We are a complete solution that connects all your ESG data and adapts it for:
We don’t act as auditors or consultants.
Instead, we work with technology, automation, and data that’s actually useful.
Useful to comply, but also to improve.
We bring all your data together in one platform, from:
And we turn it into KPIs, real-time alerts, and tailored reports.
What sets us apart?
You can use everything instantly, no long processes, no waiting, no external dependencies.
If you want your water footprint audit to do more than just meet minimum requirements, it must be integrated with your ESG strategy.
That’s exactly what we deliver:
No complications. No empty promises. Just data, clarity, and action.
There are three main types of water footprint:
Measuring each type separately allows companies to understand not just how much water is used, but how it’s used and what environmental impact it generates.
For example, a company might have low blue water use but a high grey footprint, which indicates a pollution problem rather than consumption.
Understanding the balance between these three types is key to managing water sustainably.
It depends on your sector, your location, and the regulatory framework you operate in.
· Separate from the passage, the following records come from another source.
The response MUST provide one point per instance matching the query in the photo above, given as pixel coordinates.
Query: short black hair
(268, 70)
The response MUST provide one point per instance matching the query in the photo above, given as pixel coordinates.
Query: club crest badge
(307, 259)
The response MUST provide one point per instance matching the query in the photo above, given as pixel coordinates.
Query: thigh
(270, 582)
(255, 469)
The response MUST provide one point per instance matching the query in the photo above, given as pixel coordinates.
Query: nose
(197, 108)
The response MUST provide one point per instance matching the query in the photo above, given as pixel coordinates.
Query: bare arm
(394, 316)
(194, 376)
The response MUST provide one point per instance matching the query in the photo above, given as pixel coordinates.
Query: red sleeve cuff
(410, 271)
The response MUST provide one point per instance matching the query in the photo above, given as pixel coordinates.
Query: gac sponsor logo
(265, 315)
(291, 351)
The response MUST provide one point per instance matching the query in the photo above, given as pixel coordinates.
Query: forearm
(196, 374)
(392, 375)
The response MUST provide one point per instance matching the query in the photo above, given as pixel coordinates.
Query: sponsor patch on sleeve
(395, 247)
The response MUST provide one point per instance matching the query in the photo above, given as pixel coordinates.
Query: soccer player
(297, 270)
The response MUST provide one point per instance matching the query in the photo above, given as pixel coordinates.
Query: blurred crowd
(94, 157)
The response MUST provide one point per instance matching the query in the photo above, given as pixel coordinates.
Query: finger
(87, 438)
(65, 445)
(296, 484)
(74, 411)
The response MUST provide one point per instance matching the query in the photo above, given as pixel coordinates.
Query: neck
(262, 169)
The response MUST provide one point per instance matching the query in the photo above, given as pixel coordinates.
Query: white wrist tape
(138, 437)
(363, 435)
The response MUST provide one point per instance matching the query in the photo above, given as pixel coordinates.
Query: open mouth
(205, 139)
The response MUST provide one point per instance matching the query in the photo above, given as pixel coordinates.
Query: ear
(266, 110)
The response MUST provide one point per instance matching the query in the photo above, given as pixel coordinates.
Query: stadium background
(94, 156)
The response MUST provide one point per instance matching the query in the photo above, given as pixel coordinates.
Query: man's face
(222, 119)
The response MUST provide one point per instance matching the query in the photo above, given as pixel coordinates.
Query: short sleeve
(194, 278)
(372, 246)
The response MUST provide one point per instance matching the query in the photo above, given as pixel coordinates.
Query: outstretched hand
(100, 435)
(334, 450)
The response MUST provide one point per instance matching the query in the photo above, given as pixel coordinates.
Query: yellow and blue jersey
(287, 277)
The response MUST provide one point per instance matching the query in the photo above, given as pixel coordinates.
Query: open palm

Some companies are already required to report on water use, especially those subject to:
Even if it’s not mandatory today, it likely will be soon.
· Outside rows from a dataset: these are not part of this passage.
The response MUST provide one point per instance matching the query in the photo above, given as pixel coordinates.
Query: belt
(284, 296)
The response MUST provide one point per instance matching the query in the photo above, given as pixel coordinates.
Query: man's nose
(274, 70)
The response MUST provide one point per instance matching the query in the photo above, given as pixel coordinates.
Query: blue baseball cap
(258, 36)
More and more regulators, investors, and clients are demanding water-related data.
Getting ahead now gives you control, foresight, and a competitive edge.
And if your competitors are already doing it, delaying puts you at a disadvantage.
The cost varies depending on:
Auditing a single office is not the same as measuring an entire global supply chain.
But in all cases, the audit should be seen as an investment, not a cost.
The data you obtain allows you to:
And with platforms like Dcycle, the process is automated, reducing costs associated with consulting fees or manual reporting.
The sectors where a water footprint audit is most critical include:
In these industries, water is not just a resource, it’s a core input.
Without it, operations simply stop.
Additionally, these sectors often operate in regions under water stress, which increases both operational and reputational risks.
That’s why regulators and investors focus heavily on how water is used, treated, and reported in these areas.
By knowing your water footprint, you gain real insights to make smarter decisions.
It allows you to:
It also demonstrates to stakeholders that your company is not just reactive but proactive in facing environmental challenges.
In many industries, the ability to manage water properly is already a differentiator.
Those who do it best are already reaping the benefits.
Yes. And in fact, that’s exactly how it should be.
A water footprint audit only makes sense when it’s part of an integrated strategy.
With platforms like Dcycle, your audit results are:
That means no bottlenecks, no duplicate data entry, and no disconnect between what’s measured and what’s reported.
That’s the difference between measuring out of obligation and measuring to win.
Carbon footprint calculation analyzes all emissions generated throughout a product’s life cycle, including raw material extraction, production, transportation, usage, and disposal.
The most recognized methodologies are:
Digital tools like Dcycle simplify the process, providing accurate and actionable insights.
Some strategies require initial investment, but long-term benefits outweigh costs.
Investing in carbon reduction is not just an environmental action, it’s a smart business strategy.